獅子に戯れる兎のように
 日向とのキスを、自分の中でキチンと整理したかったから。



 ―緑ヶ丘―

 両親と妹の住むマンション。帰宅すると玄関の鍵は開いていた。

「ただいま」

「お帰り。どう熱は?」

「まだ三十八度台。注射してもらったから、少し下がると思う」

「そう。部屋に布団敷いてあるから、早く休みなさい。ご飯は食べたの?」

「うん。寮のおばちゃんがお粥作ってくれたから」

「そう。パジャマはベッドの上に置いてあるからね」

「うん」

 実家なのに、妙に居心地が悪い。一度家を出ると、みんなそんな感じになるのかな。

 父は出勤し、妹も大学に登校し、今は母しかいない。父が帰宅すると、尚更居心地は悪くなるが、この体調だ、寮に戻る気力も失せる。
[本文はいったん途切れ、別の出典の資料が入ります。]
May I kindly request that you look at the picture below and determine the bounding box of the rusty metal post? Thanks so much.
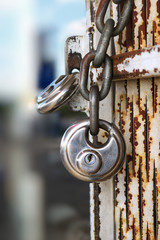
[66,0,160,240]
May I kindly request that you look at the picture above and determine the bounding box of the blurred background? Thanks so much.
[0,0,90,240]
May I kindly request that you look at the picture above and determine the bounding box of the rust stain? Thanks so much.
[67,51,82,74]
[93,183,101,240]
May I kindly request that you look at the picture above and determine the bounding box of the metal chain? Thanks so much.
[80,0,132,136]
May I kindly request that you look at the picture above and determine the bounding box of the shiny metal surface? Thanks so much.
[96,0,133,36]
[37,73,79,113]
[60,119,125,182]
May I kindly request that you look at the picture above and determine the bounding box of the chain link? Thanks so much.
[80,0,133,136]
[80,51,113,101]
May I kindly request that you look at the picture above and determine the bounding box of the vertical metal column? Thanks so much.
[114,0,160,240]
[87,0,160,240]
[68,0,160,240]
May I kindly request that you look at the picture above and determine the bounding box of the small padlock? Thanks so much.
[60,119,125,182]
[37,72,79,113]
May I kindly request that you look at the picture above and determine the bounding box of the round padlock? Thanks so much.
[60,119,125,182]
[37,73,79,113]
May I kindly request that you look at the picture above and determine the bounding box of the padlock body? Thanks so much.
[60,119,125,182]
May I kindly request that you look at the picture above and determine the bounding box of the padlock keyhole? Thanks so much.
[85,154,96,165]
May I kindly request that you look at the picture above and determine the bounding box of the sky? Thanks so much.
[35,0,86,76]
[0,0,86,97]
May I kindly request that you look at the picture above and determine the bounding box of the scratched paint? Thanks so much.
[112,45,160,80]
[66,0,160,240]
[115,0,160,240]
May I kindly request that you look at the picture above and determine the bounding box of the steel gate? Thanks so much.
[66,0,160,240]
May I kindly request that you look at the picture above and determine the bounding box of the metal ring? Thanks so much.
[96,0,133,36]
[37,73,79,113]
[89,85,99,136]
[93,18,114,68]
[80,51,113,101]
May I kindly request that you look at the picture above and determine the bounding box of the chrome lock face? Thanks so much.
[60,120,125,182]
[37,73,79,113]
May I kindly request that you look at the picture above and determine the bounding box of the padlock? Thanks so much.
[60,119,125,182]
[37,72,79,113]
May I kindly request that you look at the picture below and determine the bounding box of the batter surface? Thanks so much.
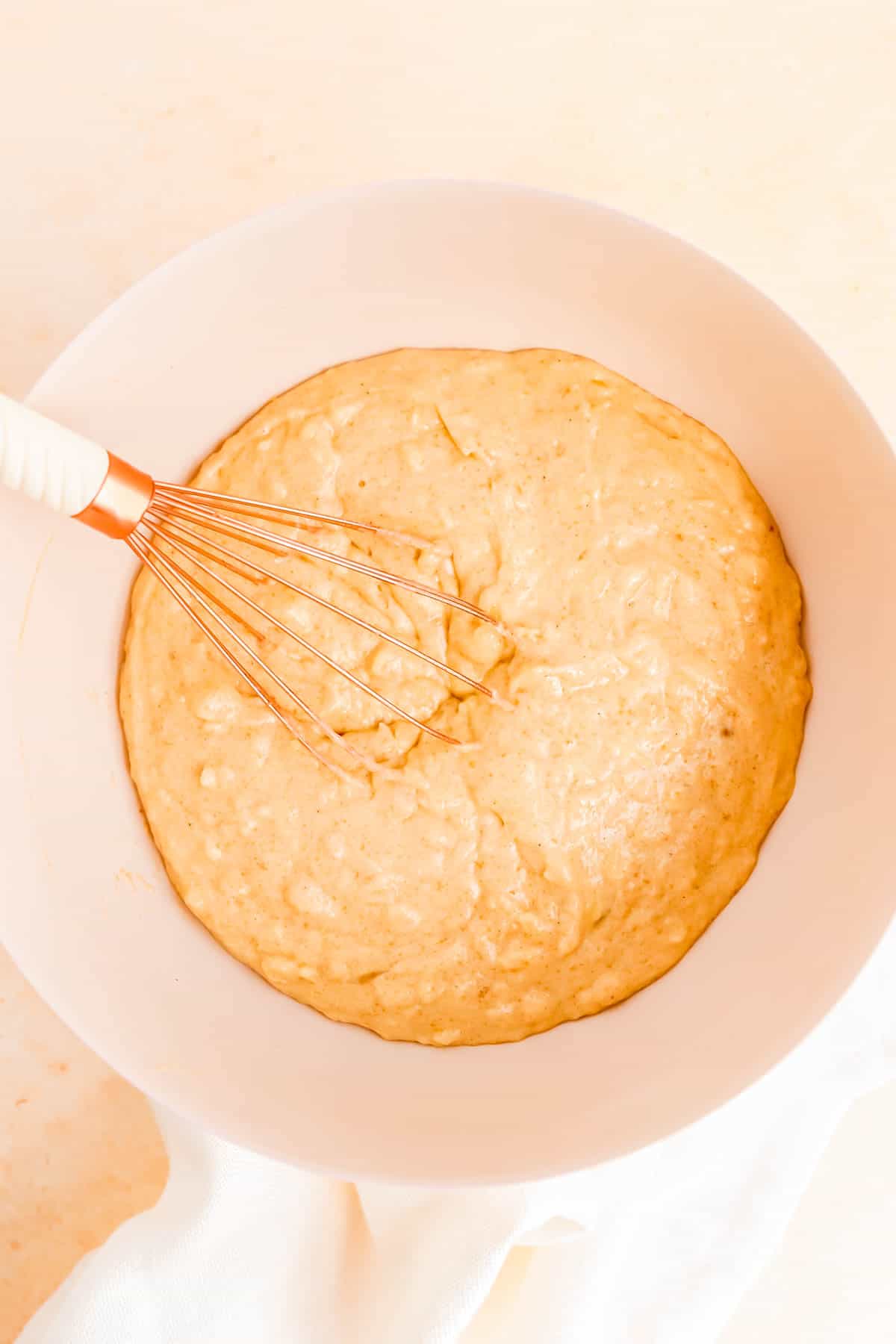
[121,349,809,1045]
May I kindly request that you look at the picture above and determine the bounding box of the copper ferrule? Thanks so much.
[75,453,156,541]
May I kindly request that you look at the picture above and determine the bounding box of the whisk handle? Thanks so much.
[0,393,109,517]
[0,393,156,538]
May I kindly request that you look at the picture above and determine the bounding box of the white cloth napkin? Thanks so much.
[20,926,896,1344]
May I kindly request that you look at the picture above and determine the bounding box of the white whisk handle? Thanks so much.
[0,393,109,517]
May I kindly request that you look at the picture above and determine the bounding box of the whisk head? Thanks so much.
[125,482,498,776]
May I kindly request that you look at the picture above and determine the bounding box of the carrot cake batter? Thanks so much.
[121,349,809,1045]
 両親が気を使って用意してくれている私の部屋。花織の荷物は片付けられ、部屋にあるのはベッドと小さなテレビだけ。

 ベッドの上に置かれた新しいパジャマに着替え、そのままベッドに倒れこむ。

「柚葉、氷枕いる?これ、スポーツ飲料。発熱した時はしっかり水分とりなさい」

 母がスポーツ飲料とコップを持って来てくれた。

「氷枕はいらない。少し寝るから」

「そうね。寝るのが一番。汗をかいたらクローゼットに新しいパジャマと下着が入ってるからね」

「わかった。お母さん色々ありがとう」

 これで日向とのキスもリセット出来るかな。ぐっすり眠って、全部忘れて、仕事に復帰しないと……。

 解熱剤の作用で、そのまま深い眠りに落ちた私。

 目覚めたらすでに夜六時を過ぎていた。